After practicing consistently how to write SQL queries, I feel relatively comfortable with writing subqueries, window functions and common expression tables (CTEs) now but one of the more difficult things to grasp is the order of execution of the commands and how that affects performance.
The goal of this SQL query is to get the highest salary from each department and the corresponding employee’s name.
I find CTEs the most intuitive to write since they are the most readable as well, especially in combination with a window function. However, this might affect the performance - depending on the database and dataset size, using RANK()
can be slower due to the need for sorting and ranking. Subqeuries might offer better performance. What ends up happening is that I end up writing window functions without necessarily needing to.

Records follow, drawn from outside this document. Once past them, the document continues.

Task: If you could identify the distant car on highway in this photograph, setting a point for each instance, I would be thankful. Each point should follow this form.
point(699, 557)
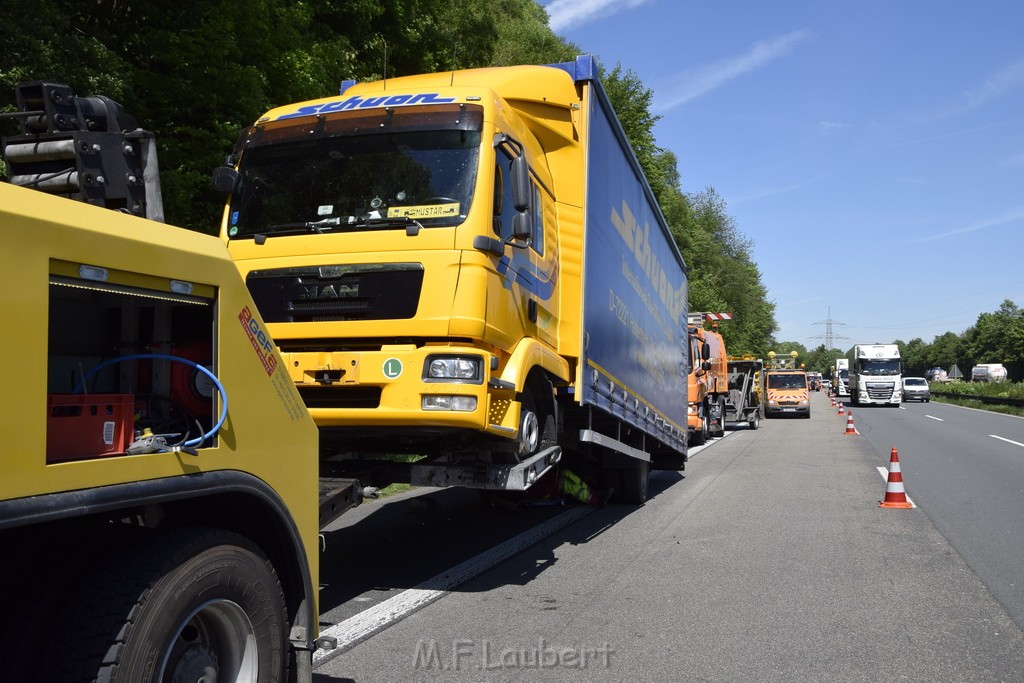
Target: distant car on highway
point(988, 372)
point(915, 388)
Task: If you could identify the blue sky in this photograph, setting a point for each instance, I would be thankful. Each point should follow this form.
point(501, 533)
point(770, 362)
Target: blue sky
point(872, 151)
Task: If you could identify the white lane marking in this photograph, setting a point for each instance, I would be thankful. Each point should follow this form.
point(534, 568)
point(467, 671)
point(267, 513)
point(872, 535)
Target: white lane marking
point(884, 471)
point(355, 629)
point(1008, 440)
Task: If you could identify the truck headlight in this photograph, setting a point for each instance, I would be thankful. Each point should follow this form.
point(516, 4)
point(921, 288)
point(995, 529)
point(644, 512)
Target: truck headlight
point(465, 369)
point(446, 402)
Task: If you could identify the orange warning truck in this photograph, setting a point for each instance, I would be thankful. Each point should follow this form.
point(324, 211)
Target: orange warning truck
point(786, 387)
point(708, 384)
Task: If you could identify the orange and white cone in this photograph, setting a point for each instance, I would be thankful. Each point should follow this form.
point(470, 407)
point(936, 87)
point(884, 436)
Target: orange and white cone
point(895, 494)
point(849, 424)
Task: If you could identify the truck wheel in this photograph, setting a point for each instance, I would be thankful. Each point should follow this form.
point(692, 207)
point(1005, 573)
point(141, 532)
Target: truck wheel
point(537, 428)
point(635, 480)
point(186, 604)
point(699, 435)
point(719, 413)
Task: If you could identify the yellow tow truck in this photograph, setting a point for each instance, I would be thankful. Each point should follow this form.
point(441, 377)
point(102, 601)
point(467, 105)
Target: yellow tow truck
point(159, 493)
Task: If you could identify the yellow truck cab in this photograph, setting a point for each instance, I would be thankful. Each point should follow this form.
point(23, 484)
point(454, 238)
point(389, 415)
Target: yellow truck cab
point(470, 267)
point(159, 479)
point(786, 387)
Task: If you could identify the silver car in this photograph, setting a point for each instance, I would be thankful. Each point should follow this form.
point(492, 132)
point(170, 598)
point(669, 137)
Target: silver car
point(915, 388)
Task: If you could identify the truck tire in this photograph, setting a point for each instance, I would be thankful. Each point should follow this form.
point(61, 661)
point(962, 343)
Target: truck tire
point(537, 426)
point(635, 481)
point(183, 604)
point(719, 413)
point(700, 435)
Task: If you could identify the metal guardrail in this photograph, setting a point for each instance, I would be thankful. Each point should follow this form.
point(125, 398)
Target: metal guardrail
point(994, 400)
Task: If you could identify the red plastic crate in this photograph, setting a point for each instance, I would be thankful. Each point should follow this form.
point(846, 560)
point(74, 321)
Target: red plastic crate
point(83, 426)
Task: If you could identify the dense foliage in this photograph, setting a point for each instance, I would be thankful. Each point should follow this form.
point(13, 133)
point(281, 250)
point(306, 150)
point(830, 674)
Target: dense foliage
point(197, 73)
point(995, 337)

Option 1: Use Common Table Expression (CTE) with RANK()
WITH cte AS (
SELECT first_name, department,
RANK() OVER(PARTITION BY department ORDER BY salary DESC) AS ranked,
salary
FROM employee
)
SELECT MAX(salary) AS MaxSalary, department, first_name
FROM cte
WHERE ranked = 1
GROUP BY department;
Option 2: Use a Subquery with IN
Clause
For smaller datasets or simpler cases, this might perform better due to less overhead compared to ranking. Also, if multiple employees from the same department have the highest salary, this method will return all of them. In any case, performance also depends on the SQL database’s query optimizer after all. If only the highest salary is needed and we don’t need to handle ties or more complex ranking logic, the second approach with the IN
clause is more efficient and simpler. But if ranking is needed, the CTE plus using RANK()
is more suitable.
SELECT department,
first_name AS employee_name,
salary
FROM employee
WHERE (department, salary) IN (
SELECT department, MAX(salary)
FROM employee
GROUP BY department
);